The second negative feedback loop also involves stem cell activation from mediators. This activation causes stem cells to increase the expression of certain genes, specifically the anti-inflammatory protein TNF-alpha stimulated gene/protein 6 (TSG-6). This results in a decrease in TNF-alpha and other mediators that stimulate inflammation.
These two loops provide evidence that stem cells have a definite effect in decreasing inflammation, a finding that once again shows promise for stem cells as a treatment modality.
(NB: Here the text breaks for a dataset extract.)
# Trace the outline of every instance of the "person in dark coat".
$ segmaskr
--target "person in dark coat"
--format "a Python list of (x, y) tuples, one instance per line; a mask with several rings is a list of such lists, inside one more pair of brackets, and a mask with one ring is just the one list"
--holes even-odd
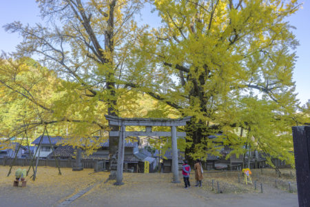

The lab testing evidence for these two loops was developed primarily in experiments wherein the stem cells were given after an acute tissue injury that induced the inflammatory response. The author notes that further investigation is needed to determine if these feedback loops exist in situations such as mild inflammation or unresolved inflammation due to a chronic disease process. It is also intriguing to note if these negative feedback loops would exist in all patients, or if genetic differences would influence them.
These negative feedback loops are only one portion of the role that stem cells have in the healing response. There are many other factors involved, including stimulation of growth factors, increased vascularization, recruitment of more host stem cells, modulation of the immune response, reduction of reactive oxygen species, transdifferentiation of cell types, and increased paracrine signaling, among many other methods.